Irgendwie ist auch schon so viel passiert in der kurzen Zeit und ich
habe das Gefühl ich überhole mich selbst ...
Der
Eindruck verstärkt sich noch, als ich am nächsten Abend einen Anruf
von einem Herrn Sauter bekomme. Das ist der Besitzer des Hauses in
der Silcherstraße und er wollte mir mitteilen, dass ich die Wohnung
bekomme. Wow und Juhuu gleichzeitig. Ich kann es gar nicht fassen.
Vor allem kann ich sie schon ab dem 1. März anmieten. So kann ich
mich gleich am Rathaus anmelden und dann ein paar andere Dinge in die
Wege leiten ... Wir verabreden uns für Donnerstag um den Mietvertrag
zu unterschreiben.
Nachdem
ich mich ein wenig von dem 'Schreck' erholt habe, rufe ich in
Karlsruhe an. Eigentlich wollte ich diese Woche der Familie meines
Bruders einen Besuch abstatten, aber das muss ich nun verschieben.

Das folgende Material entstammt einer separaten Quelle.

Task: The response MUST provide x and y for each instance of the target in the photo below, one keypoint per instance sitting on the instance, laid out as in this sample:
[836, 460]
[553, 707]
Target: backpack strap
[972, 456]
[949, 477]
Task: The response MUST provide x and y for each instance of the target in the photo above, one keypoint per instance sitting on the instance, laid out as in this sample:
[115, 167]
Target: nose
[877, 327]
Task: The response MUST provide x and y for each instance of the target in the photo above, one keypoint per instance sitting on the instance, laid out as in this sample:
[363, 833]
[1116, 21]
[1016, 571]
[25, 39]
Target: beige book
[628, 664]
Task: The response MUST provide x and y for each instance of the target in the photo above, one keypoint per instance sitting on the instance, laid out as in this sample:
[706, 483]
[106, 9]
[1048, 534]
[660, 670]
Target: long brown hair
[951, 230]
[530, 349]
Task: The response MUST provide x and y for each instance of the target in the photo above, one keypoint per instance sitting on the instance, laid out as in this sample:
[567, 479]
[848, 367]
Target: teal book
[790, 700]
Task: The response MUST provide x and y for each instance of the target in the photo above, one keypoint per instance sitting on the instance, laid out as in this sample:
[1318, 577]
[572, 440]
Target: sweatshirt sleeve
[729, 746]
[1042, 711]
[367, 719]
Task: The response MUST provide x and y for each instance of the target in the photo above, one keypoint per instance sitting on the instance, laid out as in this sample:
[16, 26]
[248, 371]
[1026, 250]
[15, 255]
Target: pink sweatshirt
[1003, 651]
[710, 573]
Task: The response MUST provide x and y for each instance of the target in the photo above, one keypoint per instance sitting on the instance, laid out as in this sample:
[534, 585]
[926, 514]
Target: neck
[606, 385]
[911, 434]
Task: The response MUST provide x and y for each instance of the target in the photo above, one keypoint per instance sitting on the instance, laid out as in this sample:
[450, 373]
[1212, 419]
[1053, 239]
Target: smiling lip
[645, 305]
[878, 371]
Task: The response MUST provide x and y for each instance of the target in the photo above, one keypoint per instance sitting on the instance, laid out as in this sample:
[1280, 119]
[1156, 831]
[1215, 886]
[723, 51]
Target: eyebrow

Sonst wird Alles zu hektisch ...
Die
Entscheidung, nicht nach Karlsruhe zu fahren, war klug, denn am
Dienstag schneite es den ganzen Tag ununterbrochen. Mit meinen
Sommerreifen wäre ich da nicht weit gekommen.Dennoch wagten Mami und ich uns später in das Schneegestöber und liefen zu Fuß zum Marktkauf ein paar Kleinigkeiten einkaufen. Clyde blieb bei meinem Dad. Das klappt inzwischen schon ziemlich gut. Ist auch echt süß, wie sich meine Eltern an den Lütten gewöhnt haben.
Und
um genau dies Training weiterzuführen beschliesse ich am nächsten
Tag alleine aus dem Haus zu gehen. Ich habe in ein paar Tagen ein
Vorstellungsgespräch und will mir dafür noch was Hübsches zum
Anziehen kaufen. Bin dann auch fündig geworden: Schuhe mit hohem
Absatz, habe ich seit Jahren nicht getragen. Nachdem ich noch ein
paar weitere Geschäfte abgeklappert und ziemlich viele Klamotten
anprobiert hatte, komme ich mit vollen Tüten nach Hause. Es hat mir
richtig gut getan, nach Herzenslust zu shoppen. Ohne auf jeden Cent
zu achten und ohne mich später rechtfertigen zu müssen.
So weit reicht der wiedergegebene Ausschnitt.